On Monday, Kevin Cassidy described the scenario at half-time of the 2011 semi-final between the two. Donegal felt they had them, being 0-4 to 0-2 up, but did not push on and take a few risks. They invited Dublin onto themselves and they punished them with converted free kicks.

However, Dublin's Barry Cahill had a different take, saying Pat Gilroy changed tack from a foot-passing game to a running game, with clumps of runners grouped together so they could dish off to men coming at angles from their shoulder.

He feels that Dublin could employ this system from the start on Sunday.
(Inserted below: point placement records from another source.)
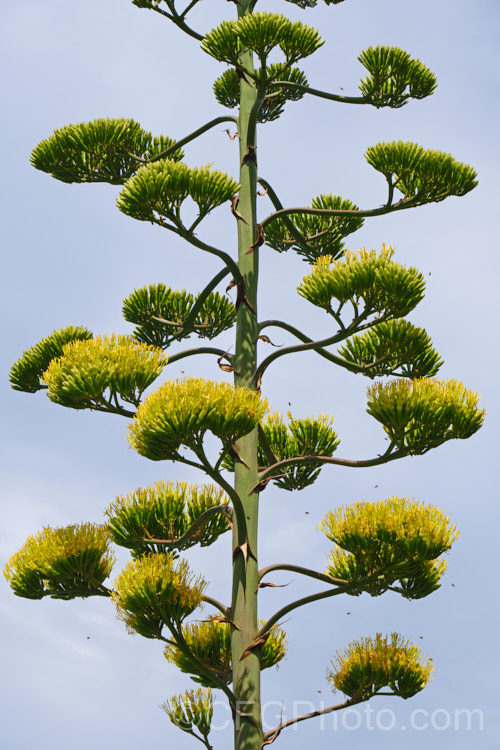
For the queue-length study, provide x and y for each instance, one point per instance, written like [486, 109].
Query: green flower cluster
[180, 412]
[394, 540]
[154, 592]
[421, 414]
[64, 563]
[370, 664]
[191, 710]
[210, 642]
[161, 516]
[92, 374]
[372, 282]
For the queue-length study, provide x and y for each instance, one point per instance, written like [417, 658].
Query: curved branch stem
[181, 644]
[298, 236]
[303, 571]
[228, 261]
[188, 138]
[341, 589]
[190, 533]
[385, 209]
[207, 467]
[199, 350]
[317, 346]
[218, 605]
[321, 94]
[179, 19]
[304, 460]
[269, 737]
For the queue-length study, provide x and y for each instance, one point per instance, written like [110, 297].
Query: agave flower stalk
[393, 545]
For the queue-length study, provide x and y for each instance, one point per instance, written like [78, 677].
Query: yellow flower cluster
[392, 540]
[166, 511]
[154, 591]
[420, 414]
[92, 372]
[210, 642]
[180, 412]
[62, 563]
[370, 664]
[366, 278]
[191, 710]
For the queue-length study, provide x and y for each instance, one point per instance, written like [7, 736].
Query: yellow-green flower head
[367, 278]
[370, 664]
[167, 511]
[210, 642]
[191, 710]
[423, 413]
[180, 412]
[62, 563]
[91, 373]
[416, 530]
[312, 436]
[391, 540]
[155, 591]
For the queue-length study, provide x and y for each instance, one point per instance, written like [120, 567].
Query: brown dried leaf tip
[251, 155]
[267, 340]
[241, 297]
[235, 213]
[260, 239]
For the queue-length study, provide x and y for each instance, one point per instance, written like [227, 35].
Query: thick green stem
[246, 669]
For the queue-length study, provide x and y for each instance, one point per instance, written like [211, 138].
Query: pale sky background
[71, 675]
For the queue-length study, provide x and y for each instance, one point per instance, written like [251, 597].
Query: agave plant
[395, 544]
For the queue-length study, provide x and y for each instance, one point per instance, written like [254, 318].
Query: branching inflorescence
[392, 545]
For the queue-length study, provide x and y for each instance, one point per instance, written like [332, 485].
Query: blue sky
[71, 673]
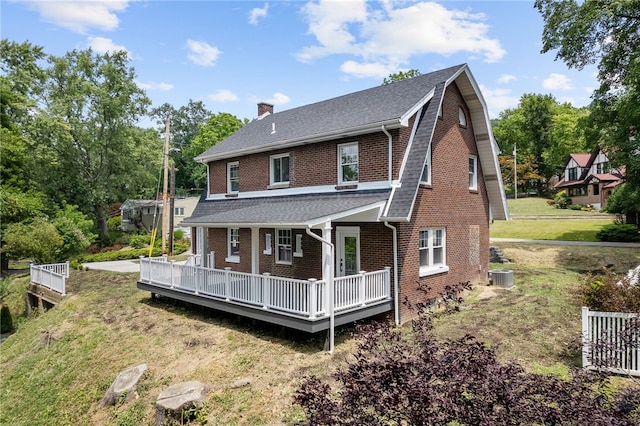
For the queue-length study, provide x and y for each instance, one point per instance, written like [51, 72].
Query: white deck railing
[52, 276]
[304, 298]
[611, 341]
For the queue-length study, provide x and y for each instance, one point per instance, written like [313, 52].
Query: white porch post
[255, 250]
[327, 276]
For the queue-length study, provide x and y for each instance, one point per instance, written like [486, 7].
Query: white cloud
[152, 85]
[257, 13]
[202, 53]
[79, 16]
[223, 95]
[506, 78]
[498, 100]
[103, 45]
[557, 81]
[278, 99]
[390, 36]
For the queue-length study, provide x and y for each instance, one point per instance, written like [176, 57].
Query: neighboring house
[588, 179]
[400, 181]
[147, 214]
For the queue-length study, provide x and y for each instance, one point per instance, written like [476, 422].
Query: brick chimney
[263, 108]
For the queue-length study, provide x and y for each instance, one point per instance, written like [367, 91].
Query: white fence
[305, 298]
[611, 341]
[52, 276]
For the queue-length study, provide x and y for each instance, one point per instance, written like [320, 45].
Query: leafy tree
[185, 125]
[218, 127]
[88, 128]
[401, 75]
[603, 32]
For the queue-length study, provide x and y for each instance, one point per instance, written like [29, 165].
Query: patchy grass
[545, 229]
[536, 206]
[57, 366]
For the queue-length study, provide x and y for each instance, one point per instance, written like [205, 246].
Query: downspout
[329, 289]
[396, 292]
[390, 167]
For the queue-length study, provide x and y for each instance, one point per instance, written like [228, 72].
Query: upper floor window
[283, 246]
[233, 245]
[426, 170]
[462, 119]
[432, 251]
[233, 177]
[573, 173]
[473, 172]
[279, 169]
[348, 163]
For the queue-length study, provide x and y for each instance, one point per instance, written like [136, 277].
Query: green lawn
[536, 206]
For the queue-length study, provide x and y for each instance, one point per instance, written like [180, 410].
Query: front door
[347, 251]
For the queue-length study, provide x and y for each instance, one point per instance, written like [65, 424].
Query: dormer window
[462, 119]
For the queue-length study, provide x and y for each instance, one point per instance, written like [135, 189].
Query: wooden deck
[298, 304]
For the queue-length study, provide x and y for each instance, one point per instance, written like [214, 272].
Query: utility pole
[165, 190]
[515, 171]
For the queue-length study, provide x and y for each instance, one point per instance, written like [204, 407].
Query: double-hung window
[426, 170]
[283, 246]
[233, 245]
[348, 163]
[233, 177]
[432, 251]
[473, 172]
[279, 170]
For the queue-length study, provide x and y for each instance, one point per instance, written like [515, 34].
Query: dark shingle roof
[284, 210]
[376, 106]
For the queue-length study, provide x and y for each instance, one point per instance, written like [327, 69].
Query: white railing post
[266, 291]
[227, 282]
[586, 339]
[362, 286]
[313, 297]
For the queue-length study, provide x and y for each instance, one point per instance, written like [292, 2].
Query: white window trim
[267, 244]
[232, 258]
[272, 182]
[341, 180]
[427, 162]
[229, 166]
[283, 262]
[441, 267]
[474, 185]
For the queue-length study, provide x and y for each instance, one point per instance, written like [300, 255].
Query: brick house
[588, 178]
[400, 180]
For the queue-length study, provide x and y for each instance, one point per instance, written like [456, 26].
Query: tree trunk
[101, 221]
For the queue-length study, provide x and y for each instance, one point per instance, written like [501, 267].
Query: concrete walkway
[566, 243]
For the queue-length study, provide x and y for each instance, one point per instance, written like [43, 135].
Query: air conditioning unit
[501, 277]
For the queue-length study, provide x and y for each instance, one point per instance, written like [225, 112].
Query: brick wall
[448, 203]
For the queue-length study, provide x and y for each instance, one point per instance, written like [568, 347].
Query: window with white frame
[426, 170]
[233, 177]
[432, 251]
[233, 245]
[473, 172]
[348, 163]
[279, 169]
[462, 118]
[283, 246]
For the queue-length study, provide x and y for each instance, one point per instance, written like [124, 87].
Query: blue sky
[233, 54]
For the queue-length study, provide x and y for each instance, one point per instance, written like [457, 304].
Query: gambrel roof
[368, 111]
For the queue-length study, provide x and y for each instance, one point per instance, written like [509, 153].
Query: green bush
[621, 232]
[561, 201]
[6, 321]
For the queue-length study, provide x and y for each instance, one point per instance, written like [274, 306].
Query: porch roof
[290, 211]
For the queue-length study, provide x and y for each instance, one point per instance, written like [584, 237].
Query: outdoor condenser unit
[501, 277]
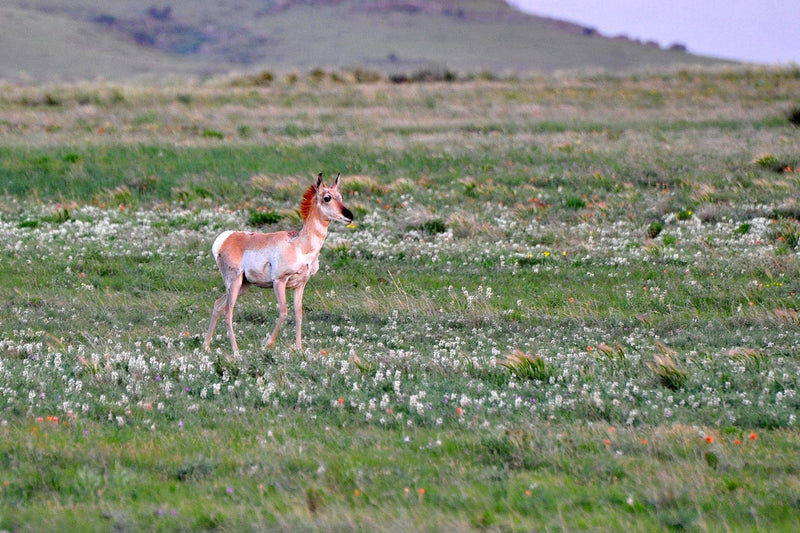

In doing so, they will have some of the most composed footballers in the country on the ball. Their half forward line of Paul Flynn, Diarmuid Connolly, along with Alan Brogan and Kevin McManamon, are playing to a system that carves open defences.

No doubt Donegal will have numbers back in defence that will prevent a glut of goal chances, but if Dublin tip over a few early points, then sooner or later Donegal will have to come out and play.

It's then that their limitations will become exposed.

Michael Murphy may go to full-forward and this is a weapon they will use at some stage, but by and large Murphy has been well marshalled by some heralded and some less-heralded full-backs this season.

And Rory O'Carroll is no ordinary full-back.

There has been a lot of speculation about Colm McFadden catching fire in time for this one, but it is hard to see a man with just two points from play all summer leading the Dublin defence a merry-dance.

Either way, they are two different teams from that time.

Donegal have won their All-Ireland and the win in 2012 feels like the peak of that team.

In 2011, Dublin were only flat-track bullies in Leinster, eternally flopping when it came to the crunch. They have won two All-Irelands since. Jim Gavin has won everything available to him over the past two years.

They have a composure and a strength in depth unrivalled in the game.

If Donegal make a substitution, it will inevitably make them weaker. Whoever they put on, Dublin will have an answer for.

And when Gavin unloads the like of Cormac Costello, Jack McCaffrey and Dean Rock, how do Donegal cope?

Should the defensive phalanx hold tight, then how do Donegal stop the likes of Paul Flynn and Diarmuid Connolly hitting long-range scores?

And as Cassidy said, the footballing intelligence of Mark McHugh will be missed.

Yes, Donegal can win. Though, the inevitable 'but' after that assertion is too great to lay money or your reputation on.